Zur Vorlesung werden auch Übungen angeboten, die aber mit dem Praktikum
Simulationstechnik verschmelzen.
==> Übungsinhalte: siehe Praktikum Simnulationstechnik.
 
   Literatur: Meywerk, M.: CAE-Methoden in der Fahrzeugtechnik, Springer Verlag, 2007.
Gershenfeld, N.: The Nature of Mathematical Modelling, Cambridge University Press, 1998.
Schramm, D., Hiller, M., Bardini, R.: Modellbildung und Simulation der Dynamik von Kraftfahrzeugen, Springer, 2010.

E-BOOKS im Hochschulnetz: siehe unter Links
 
   Lernziele: Die Studierenden lernen im Modul "Simulationstechniken in der Produktentwicklung"
die für das Verständnis des Produktentwicklungsprozesses (Konstruktion –
Modellbildung – Simulation – Bewertung - Optimierung) wesentlichen mathematischen
Grundlagen: Modellbildung – gewöhnliche und partielle Differentialgleichungen,
Simulation – numerische Mathematik, Bewertung – Statistik, Optimierung -
Optimierungsverfahren.
Diese mathematischen Fähigkeiten werden in den Vorlesungen Höhere technische Physik,
Simulation in der Fahrzeugtechnik, Numerik und Optimierung und im Praktikum
Simulationstechnik an praktischen Beispielen angewendet und vertieft.

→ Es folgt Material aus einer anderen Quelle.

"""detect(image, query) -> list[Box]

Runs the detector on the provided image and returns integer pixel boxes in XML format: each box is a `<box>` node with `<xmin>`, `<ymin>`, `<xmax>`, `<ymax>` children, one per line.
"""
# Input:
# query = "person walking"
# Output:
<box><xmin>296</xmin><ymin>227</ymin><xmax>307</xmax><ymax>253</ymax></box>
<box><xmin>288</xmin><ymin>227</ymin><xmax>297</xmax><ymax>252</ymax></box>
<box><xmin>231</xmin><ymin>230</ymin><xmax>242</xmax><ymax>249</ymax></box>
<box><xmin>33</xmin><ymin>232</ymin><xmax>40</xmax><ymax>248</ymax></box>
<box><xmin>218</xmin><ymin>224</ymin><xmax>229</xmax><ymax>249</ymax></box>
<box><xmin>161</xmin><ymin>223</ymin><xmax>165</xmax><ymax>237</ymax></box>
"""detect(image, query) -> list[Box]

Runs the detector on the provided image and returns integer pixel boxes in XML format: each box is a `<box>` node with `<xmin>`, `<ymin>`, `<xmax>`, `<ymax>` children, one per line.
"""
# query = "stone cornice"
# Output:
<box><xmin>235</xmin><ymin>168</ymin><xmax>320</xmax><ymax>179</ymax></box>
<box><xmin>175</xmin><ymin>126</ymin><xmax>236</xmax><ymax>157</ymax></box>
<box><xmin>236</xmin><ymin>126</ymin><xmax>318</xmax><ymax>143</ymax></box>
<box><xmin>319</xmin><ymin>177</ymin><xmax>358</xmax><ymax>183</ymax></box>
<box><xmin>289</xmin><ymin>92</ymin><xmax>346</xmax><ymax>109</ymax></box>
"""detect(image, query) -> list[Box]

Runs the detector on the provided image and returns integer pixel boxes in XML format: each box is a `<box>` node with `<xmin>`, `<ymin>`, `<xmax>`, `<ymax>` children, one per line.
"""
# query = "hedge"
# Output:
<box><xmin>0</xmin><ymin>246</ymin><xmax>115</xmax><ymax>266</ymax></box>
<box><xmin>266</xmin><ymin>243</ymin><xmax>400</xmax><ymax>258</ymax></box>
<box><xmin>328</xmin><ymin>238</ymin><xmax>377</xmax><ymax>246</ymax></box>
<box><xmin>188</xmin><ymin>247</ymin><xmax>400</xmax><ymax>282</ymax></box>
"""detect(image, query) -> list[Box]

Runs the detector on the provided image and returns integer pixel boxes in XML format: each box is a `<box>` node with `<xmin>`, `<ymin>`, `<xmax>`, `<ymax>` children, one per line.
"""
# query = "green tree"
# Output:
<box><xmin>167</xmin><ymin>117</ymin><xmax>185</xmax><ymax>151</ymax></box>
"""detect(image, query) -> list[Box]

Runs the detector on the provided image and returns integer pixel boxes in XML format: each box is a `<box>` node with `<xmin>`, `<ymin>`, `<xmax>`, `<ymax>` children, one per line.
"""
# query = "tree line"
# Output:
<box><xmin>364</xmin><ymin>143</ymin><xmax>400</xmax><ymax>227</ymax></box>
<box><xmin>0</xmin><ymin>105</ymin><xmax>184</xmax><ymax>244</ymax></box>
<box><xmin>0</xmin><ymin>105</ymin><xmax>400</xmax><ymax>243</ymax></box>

Hierbei spielt
der Transfer des abstrakten Wissens auf konkrete realitätsnahe Anwendungen eine
zentrale Rolle.
Die Studierenden sind in der Lage Produkte virtuell auszulegen und die Simulations-
ergebnisse aus Sicht eines "Ingenieurs" zu interpretieren, um daraus eine Produkt-
optimierung ableiten zu können.
 
   Voraussetzungen: Lineare Algebra, Differentialgleichungen, Technische Mechanik (Kinematik, Kinetik)
 
   Leistungsnachweis: Benotete Prüfungsleistung: Klausur, 90 Minuten.